Lane and Broderick reportedly had legendary chemistry together when they played these roles on stage. In the film, that chemistry is most apparent in their (unexpectedly touching) courtroom duet, “Till Him.”

As for the supporting cast - let’s get the bad news out of the way first. Uma Thurman is a train wreck. Ulla should be a busty, blonde Amazon who belts like Ethel Merman and dances like Cyd Charise. Thurman has the requisite platinum locks and skyscraper gams, but her odd, droopy face and flat chest don’t quite add up to ‘bombshell’. And she sings and dances like a woman on the lower rungs of the community theater ladder. When she belts, she goes flat. When she executes a spectacular dance move - well, she doesn’t - a dance double is obviously edited in. And her ‘Sveedish’ accent comes and goes without warning.
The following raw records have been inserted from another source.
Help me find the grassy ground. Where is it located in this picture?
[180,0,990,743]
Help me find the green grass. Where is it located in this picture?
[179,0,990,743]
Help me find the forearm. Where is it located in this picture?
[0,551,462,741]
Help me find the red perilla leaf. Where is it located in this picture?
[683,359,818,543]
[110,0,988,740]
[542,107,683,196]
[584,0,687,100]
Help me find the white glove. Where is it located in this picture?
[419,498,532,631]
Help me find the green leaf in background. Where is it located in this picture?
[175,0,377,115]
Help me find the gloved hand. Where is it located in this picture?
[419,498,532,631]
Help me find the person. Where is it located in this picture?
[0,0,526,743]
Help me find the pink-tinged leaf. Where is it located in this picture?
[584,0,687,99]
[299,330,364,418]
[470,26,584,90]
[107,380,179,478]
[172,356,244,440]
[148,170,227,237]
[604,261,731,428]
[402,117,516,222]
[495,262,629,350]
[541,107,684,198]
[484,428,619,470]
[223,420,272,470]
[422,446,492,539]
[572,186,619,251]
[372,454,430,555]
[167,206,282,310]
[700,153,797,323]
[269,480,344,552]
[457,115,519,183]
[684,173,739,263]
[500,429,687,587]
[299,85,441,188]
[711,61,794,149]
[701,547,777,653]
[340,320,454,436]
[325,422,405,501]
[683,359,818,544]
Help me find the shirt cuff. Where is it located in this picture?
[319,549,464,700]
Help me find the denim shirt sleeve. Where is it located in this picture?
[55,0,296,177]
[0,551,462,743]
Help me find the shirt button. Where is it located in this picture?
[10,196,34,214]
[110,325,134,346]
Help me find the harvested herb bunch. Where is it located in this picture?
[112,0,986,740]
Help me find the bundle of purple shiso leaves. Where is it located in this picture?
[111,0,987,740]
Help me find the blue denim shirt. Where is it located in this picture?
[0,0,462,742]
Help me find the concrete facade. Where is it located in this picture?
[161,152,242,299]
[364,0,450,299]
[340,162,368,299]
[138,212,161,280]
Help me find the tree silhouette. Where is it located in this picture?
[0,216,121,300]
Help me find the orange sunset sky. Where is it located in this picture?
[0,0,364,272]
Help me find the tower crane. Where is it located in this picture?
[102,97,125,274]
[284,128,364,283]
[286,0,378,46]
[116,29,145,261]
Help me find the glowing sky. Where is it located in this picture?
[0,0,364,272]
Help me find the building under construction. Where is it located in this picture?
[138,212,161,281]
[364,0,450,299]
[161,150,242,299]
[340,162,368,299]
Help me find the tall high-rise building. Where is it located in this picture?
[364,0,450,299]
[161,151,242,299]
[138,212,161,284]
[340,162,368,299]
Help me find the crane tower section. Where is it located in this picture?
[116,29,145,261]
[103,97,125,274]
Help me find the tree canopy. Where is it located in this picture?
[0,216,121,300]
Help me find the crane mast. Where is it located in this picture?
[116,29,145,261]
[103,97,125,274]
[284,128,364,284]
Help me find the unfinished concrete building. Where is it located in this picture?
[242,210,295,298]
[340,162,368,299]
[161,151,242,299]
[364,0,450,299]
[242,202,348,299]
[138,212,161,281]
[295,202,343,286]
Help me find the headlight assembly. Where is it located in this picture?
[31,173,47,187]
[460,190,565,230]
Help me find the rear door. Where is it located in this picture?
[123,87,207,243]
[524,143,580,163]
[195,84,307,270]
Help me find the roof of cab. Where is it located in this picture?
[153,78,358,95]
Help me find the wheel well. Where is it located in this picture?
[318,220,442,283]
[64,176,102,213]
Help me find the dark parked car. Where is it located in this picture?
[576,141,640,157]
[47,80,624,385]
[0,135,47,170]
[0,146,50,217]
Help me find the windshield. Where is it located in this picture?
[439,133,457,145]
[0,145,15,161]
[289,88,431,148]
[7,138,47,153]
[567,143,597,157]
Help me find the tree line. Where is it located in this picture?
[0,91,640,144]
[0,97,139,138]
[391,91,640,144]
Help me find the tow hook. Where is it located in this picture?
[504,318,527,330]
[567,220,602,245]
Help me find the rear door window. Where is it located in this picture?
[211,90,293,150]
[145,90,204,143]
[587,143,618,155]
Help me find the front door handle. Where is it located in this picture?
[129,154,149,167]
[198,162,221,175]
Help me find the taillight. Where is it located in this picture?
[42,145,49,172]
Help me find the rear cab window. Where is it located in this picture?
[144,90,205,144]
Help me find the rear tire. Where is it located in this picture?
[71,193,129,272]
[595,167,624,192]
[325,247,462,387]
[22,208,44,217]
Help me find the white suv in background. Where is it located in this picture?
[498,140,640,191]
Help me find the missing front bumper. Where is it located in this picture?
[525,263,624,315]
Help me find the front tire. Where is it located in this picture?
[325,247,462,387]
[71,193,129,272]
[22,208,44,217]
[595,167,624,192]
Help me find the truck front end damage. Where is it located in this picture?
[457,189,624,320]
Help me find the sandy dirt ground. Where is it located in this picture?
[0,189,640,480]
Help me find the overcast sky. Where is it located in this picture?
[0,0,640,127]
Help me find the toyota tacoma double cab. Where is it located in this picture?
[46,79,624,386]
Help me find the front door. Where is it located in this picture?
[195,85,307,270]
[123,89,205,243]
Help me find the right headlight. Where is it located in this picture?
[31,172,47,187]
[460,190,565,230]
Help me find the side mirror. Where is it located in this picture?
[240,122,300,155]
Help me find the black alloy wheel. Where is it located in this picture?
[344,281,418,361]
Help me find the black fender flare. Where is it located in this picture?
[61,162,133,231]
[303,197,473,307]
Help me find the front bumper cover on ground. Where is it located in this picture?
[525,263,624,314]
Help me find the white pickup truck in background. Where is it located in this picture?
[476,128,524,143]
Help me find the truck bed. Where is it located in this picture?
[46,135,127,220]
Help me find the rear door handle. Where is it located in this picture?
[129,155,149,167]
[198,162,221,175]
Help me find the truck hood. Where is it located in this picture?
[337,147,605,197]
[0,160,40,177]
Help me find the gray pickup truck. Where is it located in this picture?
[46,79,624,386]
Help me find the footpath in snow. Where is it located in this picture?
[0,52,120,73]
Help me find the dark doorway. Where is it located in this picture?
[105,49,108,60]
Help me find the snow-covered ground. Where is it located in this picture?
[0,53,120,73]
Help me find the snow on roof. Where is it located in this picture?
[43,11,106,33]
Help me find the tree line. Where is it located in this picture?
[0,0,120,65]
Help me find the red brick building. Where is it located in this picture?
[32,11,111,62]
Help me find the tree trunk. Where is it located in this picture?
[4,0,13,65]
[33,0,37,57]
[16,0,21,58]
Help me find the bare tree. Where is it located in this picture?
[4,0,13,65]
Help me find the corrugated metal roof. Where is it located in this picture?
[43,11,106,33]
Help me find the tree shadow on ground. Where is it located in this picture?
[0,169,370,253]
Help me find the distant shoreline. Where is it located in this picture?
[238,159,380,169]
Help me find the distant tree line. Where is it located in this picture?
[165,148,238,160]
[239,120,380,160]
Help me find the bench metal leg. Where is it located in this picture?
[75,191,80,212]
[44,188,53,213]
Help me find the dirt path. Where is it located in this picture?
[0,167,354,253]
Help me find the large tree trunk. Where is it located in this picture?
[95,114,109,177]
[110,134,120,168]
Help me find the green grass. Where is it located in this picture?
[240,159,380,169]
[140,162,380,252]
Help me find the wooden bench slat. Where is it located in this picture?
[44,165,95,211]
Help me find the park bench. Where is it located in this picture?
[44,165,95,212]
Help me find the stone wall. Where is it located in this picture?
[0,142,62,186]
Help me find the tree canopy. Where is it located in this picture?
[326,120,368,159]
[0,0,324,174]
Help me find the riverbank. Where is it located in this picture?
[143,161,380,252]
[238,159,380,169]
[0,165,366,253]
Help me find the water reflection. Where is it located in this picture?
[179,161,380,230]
As for Will Ferrell - let me just say this - he must have the hardest-working agent in show business. If you had to guess ten years ago who would be the most successful of SNL’s alumni, would you honestly have picked Will Ferrell? He’s a decent sketch comic and provides some fun in movies like “Old School” and “Wedding Crashers.” But, please, why does everyone (even Woody Allen for God’s sake!) want to work with this guy? In “The Producers” he’s not BAD exactly - he’s entirely serviceable, in fact, - but he sorely lacks the show-stopping nuttiness that Kenneth Mars brought to the original film. Will Ferrell’s performance mostly made me feel bad for Brad Oscar, Broadway’s original Franz Liebkind. I saw Oscar play Bialystock on stage, and he was superb(enough so to give Lane a run for his money), so I can only imagine how great he must have been as Liebkind. How sad that in the film he is reduced to a walk-on part as a cab driver.

Happily, Gary Beach and Roger Bart repeat their Broadway roles as Roger DeBris, the flaming director, and his “common law assistant,” Karmen Ghia. Both are so far over-the-top and beyond political correctness as to be absolutely, riotously hilarious. Whenever they were onscreen, I was deliriously happy. I got to see Beach do this role on Broadway, and it is one of my favorite theatergoing memories. I’m going to buy the DVD of the film just to be able to see his hysterical performance again and again (and Lane’s).

I love the songs in “The Producers” - every one of them. I’ve had the Broadway cast recording on CD for 4 years, and I still love to play it and sing along. (In fact, it’s in my car CD player right now.) You’d never confuse a Mel Brooks song with one of Stephen Sondheim’s, but his music and lyrics for “The Producers” are a happy blend of his trademark, ebullient vulgarity with sweetly old-fashioned melodies. I was disappointed to see the very funny “King of Broadway” number cut from the film, and also by the cuts in “Springtime for Hitler” (including the elimination of a whole section with one of my favorite lyrics - “The Fuhrer is causing a Furor!”).

Other bits I loved: the “I Wanna Be a Producer” number with Jon Lovitz’ fun cameo and some of Broderick’s best scenes in the film, the sparkly, NYC-circa-1959 sets, the all-too-brief appearance of Andrea Martin in the chorus of Little Old Ladies (I wish she had more scenes) and Lane’s big, brilliant, 11 o’clock number, “Betrayed.”

I’ll take “The Producers” over the Big Important Serious Films of December - any day!